With the modern social safety net, perhaps the traditional protections can be relaxed.


It's a way for Big Pharma to get cheap research by dangling false hope in front of the desperate.

Of course some here would view that as a positive.


I'm in medical and one major issue with Compassionate Use programs [1] is there often just isn't the supply yet to divert doses/devices to non-trial patients. By definition they are pre-release treatments, which means manufacturing is still ramping up and is often only available in small quantities.

We would love to be able to provide access to our device to everyone (its quite promising), but we are barely able to meet demand for the clinical trial.

With those restrictions, the call was made that we had to end compassionate use treatments for the foreseeable future - with limited supply they had to be devoted solely to the clinical trial, which is designed to give the maximum possible data about efficacy, not just anyone it might help.

1) https://www.fda.gov/news-events/public-health-focus/expanded... - The FDA is actually pretty good about allowing these treatments


Sounds a lot like Mythical Man Month territory as well. More patients means more techs and more doctors to offer advice/test for side effects, and you can’t just wave a wand and get those. You have to invest in people to roll out a product.


Exactly. Patient selection in clinical trials is already notoriously difficult even with phase I trials where it's a few dozen healthy people at most. Finding the right patients so your control and test groups don't have a lot of confounding factors is a field unto itself. Doing so with terminal patients, who often have a lot of things going on including just the psychology of dying, is even more so.

Almost everyone hires out to contract research organizations that have entire departments dedicated to the process with years long relationships with major hospitals and patient groups that serve as "sales funnels" for their clinical trials.


Could they increase supply in anticipation of dying people wanting to use them? Might be harder to estimate than a normally released product though


My dad willingly tried an experimental drug. It killed him, but he would have died a week or two later. We now know that the drug doesn't work as well as we all would like.

His death was valuable, and moved our scientific knowledge forward.


Sorry to hear. I do agree, that was a noble death. Respect to your father for the choice he made.


It seems like there's a lot of lower hanging fruit here. For example, we could let people in the US take any drug that has been approved in any of the EU, England, Canada, or Japan. A drug isn't really "unproven" if one of the world's top-tier medical establishments approves it.

The core problem is that our current drug approval process is slow, expensive, and risk-averse. The medical establishment seems very inward-focused, ignoring what happens in other countries, even the countries that are just about as sophisticated as we are.


I’ve forgotten what drug but I recall a lot of people being salty about five years back because there was a much more effective treatment in Europe for some chronic condition and the ETA for FDA approval was still multiple years. It’s not often such a large time lag that but sometimes the deck gets stacked against you.


I'm not sure what the ultimate cost/benefit to this proposal would be, but it's worth noting that thalidomide was approved in many other countries but not the US.

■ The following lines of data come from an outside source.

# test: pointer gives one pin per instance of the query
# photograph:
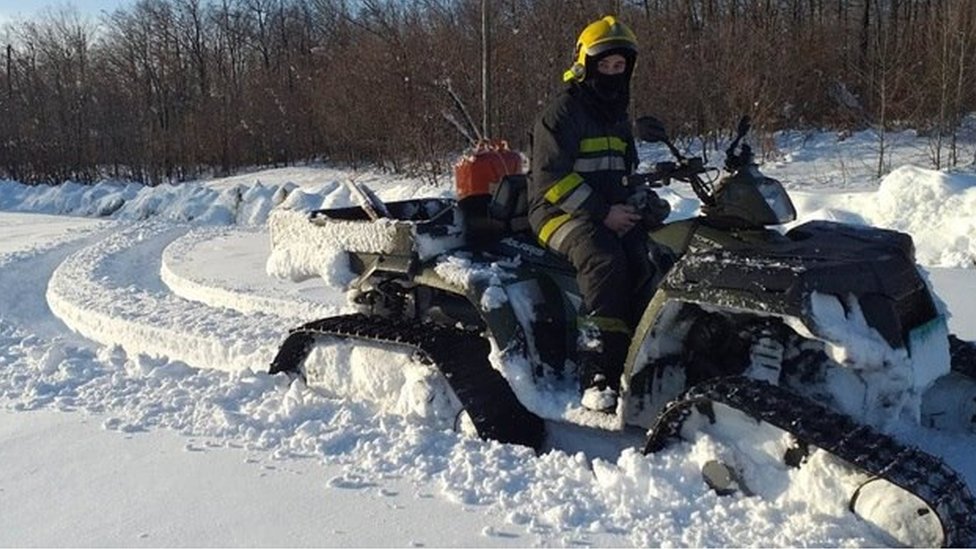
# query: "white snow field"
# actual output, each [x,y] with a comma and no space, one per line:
[137,325]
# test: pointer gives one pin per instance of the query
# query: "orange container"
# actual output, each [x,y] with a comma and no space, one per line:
[479,169]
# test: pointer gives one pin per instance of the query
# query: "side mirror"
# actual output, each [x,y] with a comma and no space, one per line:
[651,130]
[745,124]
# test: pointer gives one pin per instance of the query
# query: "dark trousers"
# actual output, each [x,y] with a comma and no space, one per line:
[616,280]
[614,273]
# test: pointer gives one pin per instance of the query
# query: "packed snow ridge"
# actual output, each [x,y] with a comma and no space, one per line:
[155,309]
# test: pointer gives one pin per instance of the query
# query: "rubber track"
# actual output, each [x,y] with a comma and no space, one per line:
[876,454]
[963,355]
[461,356]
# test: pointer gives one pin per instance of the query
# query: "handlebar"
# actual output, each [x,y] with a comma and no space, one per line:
[664,172]
[685,169]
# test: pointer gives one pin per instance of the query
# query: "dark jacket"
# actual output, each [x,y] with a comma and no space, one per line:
[580,154]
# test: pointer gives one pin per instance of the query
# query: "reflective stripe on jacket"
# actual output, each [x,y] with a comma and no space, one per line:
[579,158]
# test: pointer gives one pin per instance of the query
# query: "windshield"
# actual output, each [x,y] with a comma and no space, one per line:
[776,198]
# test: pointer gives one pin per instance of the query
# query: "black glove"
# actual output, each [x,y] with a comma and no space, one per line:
[653,209]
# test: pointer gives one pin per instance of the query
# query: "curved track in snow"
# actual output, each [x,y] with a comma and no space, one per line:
[157,297]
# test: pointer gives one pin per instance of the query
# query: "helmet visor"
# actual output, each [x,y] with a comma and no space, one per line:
[626,48]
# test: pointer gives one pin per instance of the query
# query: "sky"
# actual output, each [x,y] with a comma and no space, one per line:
[12,10]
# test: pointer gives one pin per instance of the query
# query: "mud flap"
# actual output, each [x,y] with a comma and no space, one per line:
[920,489]
[461,356]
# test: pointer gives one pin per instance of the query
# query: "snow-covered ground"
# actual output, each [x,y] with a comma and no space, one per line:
[135,409]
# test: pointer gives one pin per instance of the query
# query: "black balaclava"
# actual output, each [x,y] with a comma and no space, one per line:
[611,91]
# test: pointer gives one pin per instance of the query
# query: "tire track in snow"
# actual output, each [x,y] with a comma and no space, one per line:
[183,259]
[26,266]
[111,292]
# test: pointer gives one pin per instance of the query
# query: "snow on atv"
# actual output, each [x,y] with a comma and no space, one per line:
[785,347]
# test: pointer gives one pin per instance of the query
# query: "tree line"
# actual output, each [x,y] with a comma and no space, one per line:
[169,90]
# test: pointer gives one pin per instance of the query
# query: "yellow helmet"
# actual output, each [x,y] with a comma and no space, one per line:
[599,37]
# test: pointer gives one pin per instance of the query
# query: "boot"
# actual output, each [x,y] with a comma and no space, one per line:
[597,394]
[601,366]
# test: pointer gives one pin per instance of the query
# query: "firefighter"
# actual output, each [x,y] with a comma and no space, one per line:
[582,147]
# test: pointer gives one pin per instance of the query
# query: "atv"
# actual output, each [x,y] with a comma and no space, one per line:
[815,339]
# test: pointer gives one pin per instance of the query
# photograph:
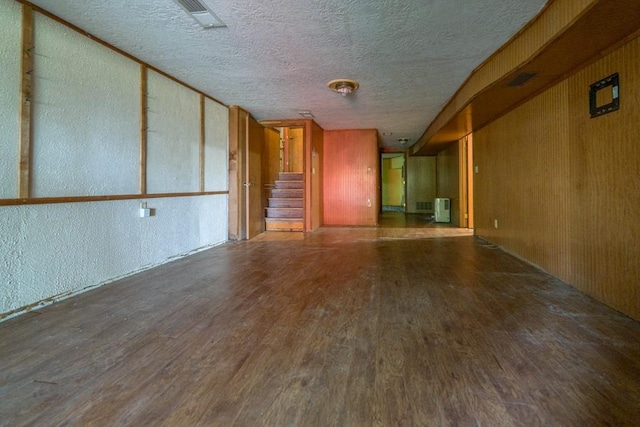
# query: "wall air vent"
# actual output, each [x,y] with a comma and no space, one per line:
[202,14]
[521,79]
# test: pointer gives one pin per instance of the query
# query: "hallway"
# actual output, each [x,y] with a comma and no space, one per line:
[344,326]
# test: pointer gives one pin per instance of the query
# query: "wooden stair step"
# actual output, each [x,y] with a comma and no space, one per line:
[286,203]
[289,184]
[287,193]
[290,176]
[284,212]
[284,224]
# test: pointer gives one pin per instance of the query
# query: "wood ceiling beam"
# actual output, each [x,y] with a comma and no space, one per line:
[565,37]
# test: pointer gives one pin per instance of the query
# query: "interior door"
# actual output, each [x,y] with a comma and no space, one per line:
[253,179]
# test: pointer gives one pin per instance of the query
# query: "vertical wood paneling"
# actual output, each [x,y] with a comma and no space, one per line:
[564,187]
[26,68]
[237,138]
[144,126]
[202,141]
[317,160]
[296,150]
[350,177]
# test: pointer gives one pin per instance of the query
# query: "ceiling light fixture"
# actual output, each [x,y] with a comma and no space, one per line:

I like this a lot and it would end my importing the good sunscreen from Europe because the FDA is reeeeeally slow.


Are you sure it's good sunscreen, and not just a lie about the SPF? There have been many of those around the world, stuff that's N sold as 1.5*N.


What I get is La Roche-Posay Anthelios UVmune 400 Invisible Fluid. The American version doesn't protect as much against UVA because the new fancy filters haven't been approved by the FDA yet.


A great choice, my favorite for daily wear, but Anthelios is basically sold everywhere over here.

I have no dog in this fight, especially because as someone who often finds themselves defending EU regulations to people who grew up in the States, but I have a hard time following why the FDA appears to drag their heels on approving more advanced filters, whilst Australian, South Korean and EU regulators are all far quicker. Do these three major jurisdictions with historically the highest standards for sunscreens have more streamlined processes, are they willing to take more risks, is the FDA simply underfunded to handle throughput?

It's especially odd considering other parts of FDA approval can often feel overly fast compared to other the regulators jurisdictions, especially when it comes to approving medical devices[0].

[0] https://www.tctmd.com/news/medical-devices-cleared-faulty-pr...


While you're at it please import the European payments system. I was laughing when I heard that bank account number (or some other number associated with the account, not sure about the name) is secret. Switch to IBAN today! IBANs are public, and payments between them usually cost significantly less than $1. In some bad cases $5.


Secret? Bank account numbers are written on the bottom of personal checks


What else do they have to lose? The problem with the US health care system is that everything is reliant on a medical professional. Want a blood test, a medical professional has generate it. Want a ultrasound, go to a medical professional first. I am in charge of my health. I don't need no stinking doctor who could give a shit what happens to me. They get paid no matter. I should be able to schedule and pay for a full body scan if I want.


No, the problem is cost. The medical professional part is secondary because no one wants to pay for hypochondriacs who think their cough at 25 is stage 4 lung cancer based on webMD research, because getting a full body scan is expensive. If it was cheap then it wouldn't matter.


You could argue that it will stay expensive, because the medical industry is acting as gatekeepers. The prime example of this is hearing aids.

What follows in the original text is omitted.